Somone else said it, when I hear dreamscaping I think creation of an environment when I think being with somone in dream together I think dreamwalking. 

I have had people realise they were dreaming with me though and i confirmed it with them the next day. Thats always a kick in the nuts.   :smiley:

----------


## zwishenzug

Dreamwalking does sound a lot better than dreamscaping in terms of sharing a dream.  It would be like landwalking vs. landscaping.  In one you go someplace else/specific, and in the other you change that someplace.

----------


## Serinanth

Dah =) 
Yah it correlates better for me   ::D:

----------


## Ginko

ohhhh i know how to lenthin your lucid dream. I read this at another website and just FYI ppl i skiped over all your post so if this has been said already sorry.

A series of test where done to lucid dreamers somwhere where they seeed how long they could stay in there Lucid dream. Well this 1 guy reported living up to somthing like 94 years in his dreams. Ill tell you how he did it and how its poosible later 2.

First after  becomeing lucid he made sure he didn't want to think about his body liying there on the bed. Instead he what he did is he Yelled " Stop Real Time". He imagened himself slowing down time, maybe like he watched the hands of a clock slow down or somthin. He visualized it as everything in the dream world would stay the same but anything else outside of the dream world slowy be moving.

After awakening and reporting to have lived 94, the explantions where given. To you dreaming regular dreaming seems to be like your normal life, but when you know your LD, you Know you only have a certain amount of time, this acknolgement makes you also think of the outside world and pulls you closer to awakwning. He really didn't sleep 94 years. Memories from his consiouse life filled in the little gaps and he percived as if he lived 94 years. So in all truth he really thought while he was dreaming he lived to be 94.


If any of you know what im say is wrong plz tell me, and if you don't know what im saying just ask.

----------


## X_cheers_X

crazy stuff man...but what is the most SUCCESSFUL way of lengthenin an LD?
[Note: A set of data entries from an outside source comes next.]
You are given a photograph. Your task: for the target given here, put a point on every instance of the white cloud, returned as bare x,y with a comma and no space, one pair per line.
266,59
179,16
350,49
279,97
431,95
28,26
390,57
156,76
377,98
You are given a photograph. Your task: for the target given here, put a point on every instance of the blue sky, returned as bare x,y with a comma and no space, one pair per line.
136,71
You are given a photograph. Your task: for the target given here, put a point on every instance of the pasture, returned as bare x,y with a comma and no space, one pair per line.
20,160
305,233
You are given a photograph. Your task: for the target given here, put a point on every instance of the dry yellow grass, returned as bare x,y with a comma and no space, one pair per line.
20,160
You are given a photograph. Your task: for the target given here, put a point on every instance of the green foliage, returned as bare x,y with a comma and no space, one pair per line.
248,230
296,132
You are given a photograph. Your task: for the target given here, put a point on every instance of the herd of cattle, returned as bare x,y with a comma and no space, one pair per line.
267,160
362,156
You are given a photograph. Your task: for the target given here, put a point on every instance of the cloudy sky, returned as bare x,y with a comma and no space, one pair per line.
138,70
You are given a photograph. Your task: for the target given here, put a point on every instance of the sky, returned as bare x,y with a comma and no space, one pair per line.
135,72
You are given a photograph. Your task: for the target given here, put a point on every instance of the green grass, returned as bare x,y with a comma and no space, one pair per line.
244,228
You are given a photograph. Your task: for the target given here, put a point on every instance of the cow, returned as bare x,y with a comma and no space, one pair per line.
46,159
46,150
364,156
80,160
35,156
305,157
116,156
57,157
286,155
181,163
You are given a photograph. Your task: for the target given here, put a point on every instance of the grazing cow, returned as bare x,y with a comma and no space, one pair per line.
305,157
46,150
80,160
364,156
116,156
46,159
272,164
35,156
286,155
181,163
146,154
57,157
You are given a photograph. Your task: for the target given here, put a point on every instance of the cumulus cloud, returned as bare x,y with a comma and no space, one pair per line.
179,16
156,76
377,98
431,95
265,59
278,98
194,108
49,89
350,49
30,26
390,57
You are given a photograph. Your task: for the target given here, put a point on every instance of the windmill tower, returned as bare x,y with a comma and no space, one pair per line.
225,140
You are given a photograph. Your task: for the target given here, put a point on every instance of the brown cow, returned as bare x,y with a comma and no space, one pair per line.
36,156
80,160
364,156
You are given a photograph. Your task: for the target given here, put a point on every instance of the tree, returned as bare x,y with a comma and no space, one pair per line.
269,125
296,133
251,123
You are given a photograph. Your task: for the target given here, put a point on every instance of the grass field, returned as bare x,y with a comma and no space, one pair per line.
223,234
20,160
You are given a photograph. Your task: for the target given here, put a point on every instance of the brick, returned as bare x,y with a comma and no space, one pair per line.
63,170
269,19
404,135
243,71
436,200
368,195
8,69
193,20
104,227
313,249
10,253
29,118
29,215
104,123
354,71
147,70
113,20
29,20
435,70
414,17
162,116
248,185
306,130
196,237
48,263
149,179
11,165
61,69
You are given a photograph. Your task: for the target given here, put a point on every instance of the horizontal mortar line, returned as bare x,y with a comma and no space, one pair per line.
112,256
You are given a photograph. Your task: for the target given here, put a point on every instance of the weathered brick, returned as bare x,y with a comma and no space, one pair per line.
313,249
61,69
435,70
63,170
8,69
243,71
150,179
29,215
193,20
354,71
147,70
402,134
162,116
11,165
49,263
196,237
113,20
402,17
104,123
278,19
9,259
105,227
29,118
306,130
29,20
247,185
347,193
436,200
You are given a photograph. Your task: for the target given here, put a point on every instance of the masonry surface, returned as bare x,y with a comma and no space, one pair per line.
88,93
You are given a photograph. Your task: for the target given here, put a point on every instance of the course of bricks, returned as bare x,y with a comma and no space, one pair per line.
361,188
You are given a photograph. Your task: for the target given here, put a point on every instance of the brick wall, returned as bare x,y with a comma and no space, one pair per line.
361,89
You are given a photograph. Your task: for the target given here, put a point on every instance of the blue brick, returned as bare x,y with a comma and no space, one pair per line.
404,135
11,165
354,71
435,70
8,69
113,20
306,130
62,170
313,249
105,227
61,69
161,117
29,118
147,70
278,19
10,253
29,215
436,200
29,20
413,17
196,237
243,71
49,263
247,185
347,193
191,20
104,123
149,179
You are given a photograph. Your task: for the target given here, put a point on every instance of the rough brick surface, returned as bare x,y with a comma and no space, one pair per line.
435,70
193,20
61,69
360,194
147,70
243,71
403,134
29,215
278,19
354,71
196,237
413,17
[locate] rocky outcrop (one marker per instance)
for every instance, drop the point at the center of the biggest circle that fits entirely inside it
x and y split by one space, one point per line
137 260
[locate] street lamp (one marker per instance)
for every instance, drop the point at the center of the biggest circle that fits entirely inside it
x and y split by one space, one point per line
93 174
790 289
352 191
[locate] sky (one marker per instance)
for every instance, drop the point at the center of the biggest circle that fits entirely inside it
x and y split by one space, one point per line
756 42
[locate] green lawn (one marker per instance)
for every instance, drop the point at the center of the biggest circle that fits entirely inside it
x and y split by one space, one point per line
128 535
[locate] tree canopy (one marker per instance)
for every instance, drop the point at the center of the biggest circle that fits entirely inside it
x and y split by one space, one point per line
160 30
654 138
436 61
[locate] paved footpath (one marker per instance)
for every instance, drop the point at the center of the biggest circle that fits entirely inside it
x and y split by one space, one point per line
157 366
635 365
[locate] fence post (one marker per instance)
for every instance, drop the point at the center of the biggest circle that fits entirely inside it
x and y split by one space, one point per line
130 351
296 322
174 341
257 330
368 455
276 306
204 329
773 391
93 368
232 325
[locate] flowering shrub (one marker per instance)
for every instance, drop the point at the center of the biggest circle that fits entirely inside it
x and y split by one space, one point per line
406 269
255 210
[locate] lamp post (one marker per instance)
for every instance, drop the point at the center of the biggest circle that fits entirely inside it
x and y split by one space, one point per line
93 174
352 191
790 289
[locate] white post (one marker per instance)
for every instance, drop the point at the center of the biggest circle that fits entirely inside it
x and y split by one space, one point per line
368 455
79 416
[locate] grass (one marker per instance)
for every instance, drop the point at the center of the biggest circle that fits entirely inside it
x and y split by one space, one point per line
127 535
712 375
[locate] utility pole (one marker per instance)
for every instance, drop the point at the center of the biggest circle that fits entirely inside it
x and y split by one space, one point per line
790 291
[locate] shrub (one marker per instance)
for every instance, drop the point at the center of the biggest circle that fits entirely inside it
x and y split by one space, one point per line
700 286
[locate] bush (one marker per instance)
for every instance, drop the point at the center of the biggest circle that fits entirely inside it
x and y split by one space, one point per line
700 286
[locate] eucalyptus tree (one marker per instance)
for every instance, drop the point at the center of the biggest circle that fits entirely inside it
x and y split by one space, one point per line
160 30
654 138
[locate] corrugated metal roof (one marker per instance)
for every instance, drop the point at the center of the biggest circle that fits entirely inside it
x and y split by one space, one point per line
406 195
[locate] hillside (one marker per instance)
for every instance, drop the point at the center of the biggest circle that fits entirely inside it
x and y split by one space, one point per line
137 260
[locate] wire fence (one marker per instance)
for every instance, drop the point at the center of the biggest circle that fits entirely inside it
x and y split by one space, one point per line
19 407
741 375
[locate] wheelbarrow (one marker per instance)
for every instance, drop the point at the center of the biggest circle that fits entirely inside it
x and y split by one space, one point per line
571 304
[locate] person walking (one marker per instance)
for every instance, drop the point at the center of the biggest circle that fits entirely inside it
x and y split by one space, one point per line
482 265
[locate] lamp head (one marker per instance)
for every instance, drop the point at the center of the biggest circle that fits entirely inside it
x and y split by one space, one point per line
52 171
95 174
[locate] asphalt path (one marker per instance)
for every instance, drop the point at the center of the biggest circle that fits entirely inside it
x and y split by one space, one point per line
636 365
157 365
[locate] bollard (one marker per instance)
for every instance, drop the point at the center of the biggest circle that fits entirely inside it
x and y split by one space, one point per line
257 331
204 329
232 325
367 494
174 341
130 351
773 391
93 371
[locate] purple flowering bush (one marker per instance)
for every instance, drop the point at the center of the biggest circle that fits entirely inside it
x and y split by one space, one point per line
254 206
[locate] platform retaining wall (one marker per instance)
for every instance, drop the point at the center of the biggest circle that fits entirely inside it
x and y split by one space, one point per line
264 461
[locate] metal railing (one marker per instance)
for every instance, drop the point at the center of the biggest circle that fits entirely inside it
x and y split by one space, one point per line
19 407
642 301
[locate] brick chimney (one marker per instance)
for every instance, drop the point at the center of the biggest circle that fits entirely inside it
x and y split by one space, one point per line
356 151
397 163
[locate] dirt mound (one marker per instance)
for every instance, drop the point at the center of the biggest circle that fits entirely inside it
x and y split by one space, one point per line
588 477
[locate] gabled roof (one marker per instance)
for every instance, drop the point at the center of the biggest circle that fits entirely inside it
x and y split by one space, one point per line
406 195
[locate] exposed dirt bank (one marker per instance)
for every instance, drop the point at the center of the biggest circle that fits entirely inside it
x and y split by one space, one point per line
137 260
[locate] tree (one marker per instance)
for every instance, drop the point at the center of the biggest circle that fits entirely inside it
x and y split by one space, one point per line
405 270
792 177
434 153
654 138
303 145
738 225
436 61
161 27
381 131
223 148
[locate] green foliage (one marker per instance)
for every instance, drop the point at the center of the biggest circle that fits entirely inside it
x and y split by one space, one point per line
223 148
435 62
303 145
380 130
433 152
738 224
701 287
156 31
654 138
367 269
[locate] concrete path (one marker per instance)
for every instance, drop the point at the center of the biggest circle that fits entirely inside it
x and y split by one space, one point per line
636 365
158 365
and freezing time would take some expirience which i dont have







> the world is a roller coaster, and i am not strapped in, maybe i should hold on with care, but my arms are busy in the air[/b]

----------


## Blulanou42

*MELATONIN*

----------


## Lowercase Society

any FOODS, that i can consume, say before bed that would increase Melatonin levels?





> KAPOW! your the human magic marker, won't you please supprise my eyes?![/b]

----------